How To Plan For Retirement

By admin / January 25, 2019

When it comes to saving for retirement, it depends on you and your personal circumstances, but it is a good idea to start as early as possible, ideally when you first begin to an earn a regular income, to ensure you are always one step ahead. By doing so, this will give you a stronger chance to accumulate more savings throughout your life and build a stronger retirement fund. If you chose to start later in life you may find yourself playing catch up or leave yourself without enough available funds.

Before you have considered the best way for you to save, you must take into account all options available to you. Three of the main options are to contribute to a pension scheme, invest in property or use an ISA account.

ISA accounts

A lifetime ISA account is an individual savings account made available to 18 to 39-year olds in which you can save up to £4,000 tax free per year.

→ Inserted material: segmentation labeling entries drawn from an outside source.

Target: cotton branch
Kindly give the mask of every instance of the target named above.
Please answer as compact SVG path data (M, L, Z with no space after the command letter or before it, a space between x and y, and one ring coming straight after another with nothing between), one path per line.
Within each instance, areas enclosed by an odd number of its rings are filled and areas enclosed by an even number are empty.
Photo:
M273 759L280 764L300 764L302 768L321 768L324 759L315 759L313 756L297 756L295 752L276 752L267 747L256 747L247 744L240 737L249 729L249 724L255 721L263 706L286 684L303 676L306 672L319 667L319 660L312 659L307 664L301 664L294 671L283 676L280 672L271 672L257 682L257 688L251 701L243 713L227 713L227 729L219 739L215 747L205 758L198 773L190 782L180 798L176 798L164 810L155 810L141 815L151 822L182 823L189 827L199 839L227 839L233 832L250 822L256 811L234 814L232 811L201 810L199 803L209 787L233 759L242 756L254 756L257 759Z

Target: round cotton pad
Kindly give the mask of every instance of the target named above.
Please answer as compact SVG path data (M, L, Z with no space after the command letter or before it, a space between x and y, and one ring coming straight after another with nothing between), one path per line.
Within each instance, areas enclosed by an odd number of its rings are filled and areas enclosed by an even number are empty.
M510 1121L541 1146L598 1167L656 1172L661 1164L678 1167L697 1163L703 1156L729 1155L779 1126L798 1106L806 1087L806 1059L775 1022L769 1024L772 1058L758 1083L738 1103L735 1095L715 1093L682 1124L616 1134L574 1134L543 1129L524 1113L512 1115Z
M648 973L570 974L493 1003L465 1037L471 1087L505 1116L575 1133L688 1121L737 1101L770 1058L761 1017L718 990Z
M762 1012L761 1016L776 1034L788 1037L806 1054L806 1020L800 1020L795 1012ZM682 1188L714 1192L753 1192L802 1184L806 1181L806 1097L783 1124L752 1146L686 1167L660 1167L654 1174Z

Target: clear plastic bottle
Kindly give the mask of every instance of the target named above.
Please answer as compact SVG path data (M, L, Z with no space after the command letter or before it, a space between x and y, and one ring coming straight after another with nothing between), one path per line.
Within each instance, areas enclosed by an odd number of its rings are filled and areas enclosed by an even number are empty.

The scheme allows for a 25% bonus from the government on your total contributions, up to a maximum of £1,000 each year.

ISA’s are something which will need thorough research as there are terms and conditions which you must know before making an informed decision as to whether it is the right avenue to take to save for your retirement.

Some ISA accounts are flexible, meaning you can withdraw and put back in without any penalties whereas Lifetime ISA’s offer less flexibility as withdrawals will incur an extra charge. It is important to seek professional advice regarding this type of account.

You can withdraw your total funds when you are 60 or over, which creates the perfect account to use for your retirement, with the major advantage of receiving an extra 25% on closure of the account.


Pensions are one of the most popular, and while you can start paying into a pension right from when you start earning, you will only be able to access your funds when you reach the age of 55. Most people prefer this method as they know that all contributions are safe with no chance that they can be dipped into throughout a person’s life, so no chance of a steady decrease in total funds.

There are two main forms of pension – workplace and personal. A workplace pension is arranged by your employer providing you earn over £10,000 per annum. Some workplace pension schemes pay a certain percentage of the total amount you earn in monthly, ranging from 3% to 10% of your annual salary each year and other companies choose to match your earnings. Upon retirement the amount paid to you will be subject to a few contributing factors. It will depend on how much money you have paid in and how long you have been paying for.

If you do not meet the criteria for a workplace pension – for example, if you are self-employed – you will be eligible to pay into a personal pension. This works slightly different, whereby you will go directly to a provider that suits you and submit regular monthly payments or an overall lump sum for your chosen provider to also invest on your behalf.

Property Investment

Property is a lucrative way you can boost your retirement income that comes with many added benefits. When it comes to retirement, the most important factor is the ability to generate a steady rental income that keeps pace with inflation. This allows investors to form an accurate retirement plan as a property portfolio aims to provide sufficient income to support them at the rates of today, and at the same level in 10, 20 or 50 years into the future. Property investment eliminates any kind of guesswork and saves you trying to accurately predict the exact figure of money you will need each month when you eventually meet retirement age. Rental incomes should grow at the same rate, or exceed inflation, and end up supporting the same lifestyle down the line as it does in present day.

Property investment is by no means a quick fix of generating a significant income, as it may take a few years before buy to let property really becomes lucrative. Property will produce two different types of returns, which is the only asset class that can do this. Rental returns and capital appreciation can be obtained whilst investing in property which can build up to help fulfil a prosperous lifestyle upon completion. RW Invest property specialists based in Liverpool offer a diverse selection of luxurious residential and student accommodation which guarantee investors the chance to secure some of the highest yielding properties throughout the UK. For stable returns which can be used towards and during your retirement, property investment stands as a resilient asset which far surpasses other forms of savings available.